Identification of metaphors with the help of machine learning
DOI:
https://doi.org/10.17308/lic/1680-5755/2022/4/128-143Keywords:
machine learning, Text Mining, Natural Language Processing, metaphor identification, cryptotype analysis, CNN, supervised learningAbstract
The article discusses the possibilities of creating a classifier for the automatic metaphor identification with the help of machine learning. The model was trained on the basis of a representative dataset of 389 857 examples which was marked up by us manually. The article describes a series of experiments, the difficulties encountered, as well as ways we used to solve them. The following machine learning methods were used: naive Bayes, logistic regression and artificial neural networks.

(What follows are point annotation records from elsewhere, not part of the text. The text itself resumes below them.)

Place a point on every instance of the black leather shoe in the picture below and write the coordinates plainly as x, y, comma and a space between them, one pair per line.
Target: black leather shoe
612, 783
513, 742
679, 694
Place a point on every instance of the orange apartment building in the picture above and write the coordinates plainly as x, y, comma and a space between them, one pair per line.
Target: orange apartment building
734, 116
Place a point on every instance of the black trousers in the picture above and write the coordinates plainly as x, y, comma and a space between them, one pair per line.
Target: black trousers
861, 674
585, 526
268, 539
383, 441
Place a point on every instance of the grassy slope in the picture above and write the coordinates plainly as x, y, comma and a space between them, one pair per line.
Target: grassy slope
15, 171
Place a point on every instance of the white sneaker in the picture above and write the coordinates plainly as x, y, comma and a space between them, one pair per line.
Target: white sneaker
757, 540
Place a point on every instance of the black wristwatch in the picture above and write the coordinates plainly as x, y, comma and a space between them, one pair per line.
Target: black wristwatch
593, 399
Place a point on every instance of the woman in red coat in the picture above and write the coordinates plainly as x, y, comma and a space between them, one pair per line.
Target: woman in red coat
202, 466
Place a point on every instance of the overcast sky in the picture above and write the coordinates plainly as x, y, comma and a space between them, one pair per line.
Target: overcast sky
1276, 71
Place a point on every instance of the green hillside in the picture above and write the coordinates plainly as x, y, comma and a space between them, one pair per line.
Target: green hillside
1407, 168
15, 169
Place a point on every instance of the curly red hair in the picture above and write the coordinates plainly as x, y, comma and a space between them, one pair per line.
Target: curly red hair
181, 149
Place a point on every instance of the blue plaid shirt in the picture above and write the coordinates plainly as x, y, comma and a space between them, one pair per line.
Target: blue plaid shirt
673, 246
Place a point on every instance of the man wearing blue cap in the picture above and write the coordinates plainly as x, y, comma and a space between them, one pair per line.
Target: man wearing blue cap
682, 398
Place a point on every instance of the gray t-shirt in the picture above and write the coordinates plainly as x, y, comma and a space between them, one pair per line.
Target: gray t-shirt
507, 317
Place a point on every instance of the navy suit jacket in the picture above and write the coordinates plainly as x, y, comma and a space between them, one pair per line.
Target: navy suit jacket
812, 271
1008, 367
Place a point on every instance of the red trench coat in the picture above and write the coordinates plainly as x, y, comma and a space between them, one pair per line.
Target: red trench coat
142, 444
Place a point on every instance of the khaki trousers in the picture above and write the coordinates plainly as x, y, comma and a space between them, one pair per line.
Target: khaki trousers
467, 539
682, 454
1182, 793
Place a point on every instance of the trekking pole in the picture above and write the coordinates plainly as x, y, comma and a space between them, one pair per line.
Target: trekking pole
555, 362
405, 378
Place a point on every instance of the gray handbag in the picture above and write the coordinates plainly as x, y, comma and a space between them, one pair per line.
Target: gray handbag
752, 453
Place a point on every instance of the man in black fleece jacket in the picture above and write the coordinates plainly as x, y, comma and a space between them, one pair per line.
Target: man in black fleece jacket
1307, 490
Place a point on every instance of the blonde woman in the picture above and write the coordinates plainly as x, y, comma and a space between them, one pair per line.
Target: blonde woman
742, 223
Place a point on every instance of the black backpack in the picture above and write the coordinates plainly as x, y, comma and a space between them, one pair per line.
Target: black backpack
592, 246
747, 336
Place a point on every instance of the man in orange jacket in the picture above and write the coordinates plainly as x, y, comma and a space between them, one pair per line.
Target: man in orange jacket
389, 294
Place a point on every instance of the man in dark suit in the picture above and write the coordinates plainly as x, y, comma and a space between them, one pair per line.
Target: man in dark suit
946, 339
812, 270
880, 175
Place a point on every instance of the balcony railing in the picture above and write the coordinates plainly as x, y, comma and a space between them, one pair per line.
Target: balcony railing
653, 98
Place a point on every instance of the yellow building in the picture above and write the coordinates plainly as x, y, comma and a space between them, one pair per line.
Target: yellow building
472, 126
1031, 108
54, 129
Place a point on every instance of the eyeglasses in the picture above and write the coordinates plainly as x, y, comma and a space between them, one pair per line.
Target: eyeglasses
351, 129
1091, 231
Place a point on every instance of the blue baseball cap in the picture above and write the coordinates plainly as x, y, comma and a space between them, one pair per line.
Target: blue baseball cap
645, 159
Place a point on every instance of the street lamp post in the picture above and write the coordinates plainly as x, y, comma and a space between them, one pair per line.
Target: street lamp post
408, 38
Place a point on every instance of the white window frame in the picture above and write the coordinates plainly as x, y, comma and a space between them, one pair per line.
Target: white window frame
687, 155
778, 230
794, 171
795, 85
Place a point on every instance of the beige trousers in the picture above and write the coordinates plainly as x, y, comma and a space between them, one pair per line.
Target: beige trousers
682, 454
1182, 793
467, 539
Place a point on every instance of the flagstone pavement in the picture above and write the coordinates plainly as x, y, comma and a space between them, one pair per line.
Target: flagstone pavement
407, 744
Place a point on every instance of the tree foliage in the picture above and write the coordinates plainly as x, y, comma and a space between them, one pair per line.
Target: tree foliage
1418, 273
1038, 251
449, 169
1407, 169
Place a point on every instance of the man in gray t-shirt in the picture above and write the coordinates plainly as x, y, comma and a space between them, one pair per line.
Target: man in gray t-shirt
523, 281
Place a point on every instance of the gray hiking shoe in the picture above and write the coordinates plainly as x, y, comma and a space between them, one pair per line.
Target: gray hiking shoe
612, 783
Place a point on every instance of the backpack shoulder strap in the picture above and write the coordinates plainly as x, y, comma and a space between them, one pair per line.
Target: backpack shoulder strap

The following parameters were changed: stop words, lemmatization, stemming, the number of N-grams; for neural networks, the parameters were also adjusted: the number of epochs, batch size, the number of examples for training and validation, etc. The best results (Accuracy = 0.88, F1-score = 0.87) were achieved using a convolutional neural network with the following parameters: epochs = 10, layers = 6 (including 2 dropout layers), batch_size = 500, training – 70 % of data, validation – 30 % of data, vectorization = 2 and 3 characters, activation function = relu and sigmoid, optimizer = Adamax, loss_func = binary_crossentropy. As a result we developed automation tools for the classification of corpus examples of metaphorical compatibility, which in the future should contribute to the intensification and popularization of research in this area, due to the reduction of labor and time spent by researchers on processing corpus queries and their classification.